I read that the box turtle will in all likelihood win this thing if it ever comes to a vote. The box turtle is a mild-mannered critter that scoots into its shell at the least sign of trouble, which may help it in the wild but not when it decides to cross the New York State Thruway in the middle of the day. Despite the many signs that the state police are monitoring the speed limit using radar, people routinely speed like maniacs; when the trooper caught me in November of 1992, the speed limit was 55 and I was doing 90 and even at that speed people were passing me left, right, and center. I was just unlucky, I guess, but the one thing I didn’t have to contend with is a humungous turtle trying to cross the highway to the median at whatever the speed just under glacial is. If you hit this thing in your car, you can count on a busted axle just as sure as you’re reading this. And the box turtle is endangered, a not at all surprising fact given its propensity for slowness on the highways, and the newspapers all say that the legislature may give the coveted title to the box turtle as a way of ingratiating itself with the environmental lobby. But most people want the box turtle to win because of the turtle’s amiable personality makes it instantly likeable to everyone who comes in contact with them.

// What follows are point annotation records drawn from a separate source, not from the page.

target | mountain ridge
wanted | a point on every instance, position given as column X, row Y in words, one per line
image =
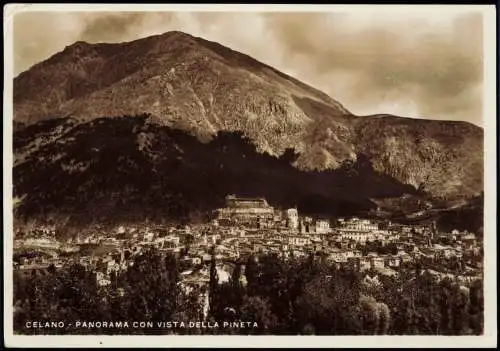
column 204, row 88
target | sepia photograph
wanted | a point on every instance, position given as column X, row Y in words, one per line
column 253, row 171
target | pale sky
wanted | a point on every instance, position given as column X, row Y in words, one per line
column 410, row 64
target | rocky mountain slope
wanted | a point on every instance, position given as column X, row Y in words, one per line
column 202, row 88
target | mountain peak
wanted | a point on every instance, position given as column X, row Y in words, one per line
column 204, row 88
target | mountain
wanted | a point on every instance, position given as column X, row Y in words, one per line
column 190, row 93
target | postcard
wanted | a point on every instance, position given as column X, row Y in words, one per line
column 249, row 175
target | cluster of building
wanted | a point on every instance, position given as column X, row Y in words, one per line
column 246, row 226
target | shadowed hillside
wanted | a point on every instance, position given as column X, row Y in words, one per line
column 129, row 168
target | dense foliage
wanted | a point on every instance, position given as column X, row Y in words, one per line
column 298, row 296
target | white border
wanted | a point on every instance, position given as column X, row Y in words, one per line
column 489, row 339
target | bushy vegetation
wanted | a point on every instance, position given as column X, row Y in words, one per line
column 297, row 296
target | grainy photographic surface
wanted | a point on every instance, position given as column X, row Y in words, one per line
column 248, row 173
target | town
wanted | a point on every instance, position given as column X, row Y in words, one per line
column 250, row 226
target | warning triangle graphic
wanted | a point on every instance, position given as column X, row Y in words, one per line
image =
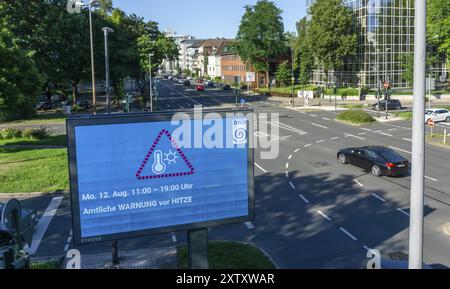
column 165, row 159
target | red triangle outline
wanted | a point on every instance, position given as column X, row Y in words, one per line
column 150, row 152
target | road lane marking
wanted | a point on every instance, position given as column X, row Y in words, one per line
column 44, row 222
column 288, row 128
column 174, row 237
column 348, row 234
column 249, row 225
column 431, row 179
column 261, row 168
column 318, row 125
column 323, row 215
column 403, row 212
column 292, row 185
column 359, row 183
column 394, row 148
column 303, row 198
column 379, row 198
column 355, row 136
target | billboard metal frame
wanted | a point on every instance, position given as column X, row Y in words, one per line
column 97, row 120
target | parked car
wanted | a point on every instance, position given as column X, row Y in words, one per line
column 392, row 104
column 378, row 160
column 48, row 106
column 40, row 105
column 84, row 104
column 437, row 114
column 226, row 87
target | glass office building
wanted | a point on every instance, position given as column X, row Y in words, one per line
column 386, row 39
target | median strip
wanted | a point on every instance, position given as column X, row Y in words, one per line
column 348, row 234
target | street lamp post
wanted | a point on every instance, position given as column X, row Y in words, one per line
column 90, row 5
column 293, row 78
column 378, row 83
column 107, row 30
column 151, row 84
column 430, row 69
column 418, row 139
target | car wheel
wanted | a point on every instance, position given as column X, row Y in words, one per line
column 343, row 159
column 376, row 171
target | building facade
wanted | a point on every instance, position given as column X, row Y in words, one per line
column 386, row 39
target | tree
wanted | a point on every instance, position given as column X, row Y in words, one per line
column 303, row 54
column 332, row 34
column 20, row 81
column 438, row 23
column 283, row 74
column 408, row 68
column 261, row 35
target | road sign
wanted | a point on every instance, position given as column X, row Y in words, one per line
column 133, row 175
column 250, row 76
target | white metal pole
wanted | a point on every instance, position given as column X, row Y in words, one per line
column 94, row 98
column 418, row 139
column 151, row 88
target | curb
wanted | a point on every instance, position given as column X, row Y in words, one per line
column 35, row 194
column 255, row 245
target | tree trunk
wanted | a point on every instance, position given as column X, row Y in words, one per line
column 74, row 91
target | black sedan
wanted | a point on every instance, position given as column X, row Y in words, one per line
column 380, row 161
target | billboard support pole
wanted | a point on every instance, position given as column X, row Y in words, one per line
column 418, row 139
column 198, row 248
column 115, row 253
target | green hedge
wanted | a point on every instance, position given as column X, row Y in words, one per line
column 356, row 117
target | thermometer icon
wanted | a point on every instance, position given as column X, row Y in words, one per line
column 159, row 167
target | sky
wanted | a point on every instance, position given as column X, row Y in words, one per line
column 205, row 18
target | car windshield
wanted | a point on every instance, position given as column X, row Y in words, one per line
column 391, row 156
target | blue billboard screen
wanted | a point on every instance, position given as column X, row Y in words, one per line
column 139, row 176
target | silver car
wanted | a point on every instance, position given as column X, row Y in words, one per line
column 437, row 115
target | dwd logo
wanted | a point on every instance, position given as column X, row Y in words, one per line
column 240, row 133
column 73, row 259
column 375, row 261
column 74, row 6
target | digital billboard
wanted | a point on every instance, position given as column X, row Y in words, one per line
column 133, row 175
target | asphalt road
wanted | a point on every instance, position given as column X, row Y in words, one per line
column 311, row 212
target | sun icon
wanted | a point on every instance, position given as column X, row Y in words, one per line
column 171, row 157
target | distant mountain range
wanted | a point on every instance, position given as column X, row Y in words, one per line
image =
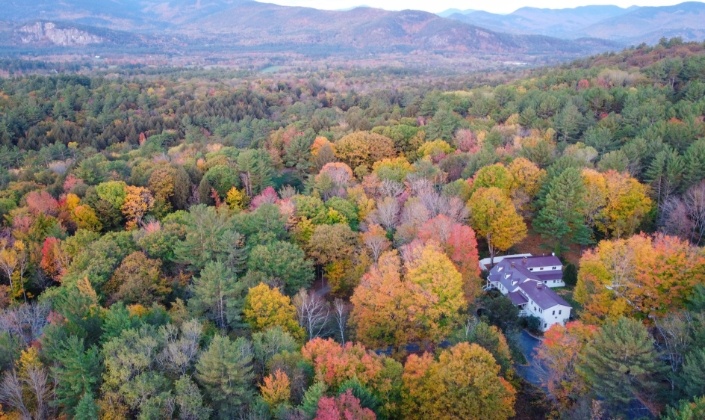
column 633, row 25
column 195, row 26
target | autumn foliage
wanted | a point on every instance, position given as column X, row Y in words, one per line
column 463, row 383
column 639, row 276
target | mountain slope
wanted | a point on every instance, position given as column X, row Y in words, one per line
column 649, row 24
column 248, row 24
column 549, row 22
column 632, row 25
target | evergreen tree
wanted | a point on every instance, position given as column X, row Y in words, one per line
column 282, row 263
column 189, row 400
column 694, row 163
column 256, row 170
column 225, row 372
column 561, row 217
column 87, row 408
column 621, row 363
column 76, row 373
column 693, row 373
column 309, row 404
column 217, row 295
column 210, row 236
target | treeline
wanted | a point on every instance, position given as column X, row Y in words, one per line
column 307, row 248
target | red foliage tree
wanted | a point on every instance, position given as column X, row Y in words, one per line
column 343, row 407
column 460, row 245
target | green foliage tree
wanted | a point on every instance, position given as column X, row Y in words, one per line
column 282, row 263
column 621, row 363
column 218, row 295
column 256, row 170
column 224, row 371
column 210, row 236
column 562, row 216
column 76, row 373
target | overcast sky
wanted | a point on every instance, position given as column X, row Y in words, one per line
column 435, row 6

By contrast, the snapping turtle is an aggressive, nasty tempered creature given to spitting at people it doesn’t like, trying to bite the hand that feeds it, and screeching at those lousy little kids of theirs in Yiddish/Italian/Spanish/Chinese at all hours of the day and night. The snapping turtle is smaller, smarter, and faster than the box turtle and not at all averse to sidling up to women in department stores and telling them not to buy that pair of shoes, such a ridiculous price, why buy it here when I can get it for you wholesale? That’s the reason why most department stores in New York won’t let snapping turtles in and why the ACLU is suing many of these same stores for violating the snapping turtle’s civil rights. The snapping turtle is also not endangered; far from it, the snapping turtle is thriving in the new post-industrial economy, having made major investments in computer infrastructure and plant automation, and is now using the Internet as a way of expanding its operations into new areas of endeavor. The box turtle, on the other hand, still uses carbon paper to make copies of important documents.

All of which means, I think, that the box turtle will, in all likelihood, be the New York State reptile, when the legislature gets around to passing the empowering legislation. The snapping turtle is just too much like the rest of us for most New Yorkers to be entirely comfortable with it; the box turtle, on the other hand, is the good, solid boy from down the street you wish your daughter would marry instead of that biker putz from Syracuse with the shaved head and the earring and all the tattoos on his arms. Let's face it, she's wild for this nudnik now, but you and I both know they’ll wind up living in the apartment above your garage with the three kids and him with no job because no one will hire him. A small fortune spent on the orthodontist to keep her from spitting watermelon seeds between her front teeth and four years at Radcliffe studying French literature and the best she can do is that schlimazel and a job at Dunkin Donuts? You work hard all your life to give your kids everything you never had and the most important thing she asks all day is do you want sprinkles on your doughnut? Where did we go wrong, I ask you, where did we go wrong?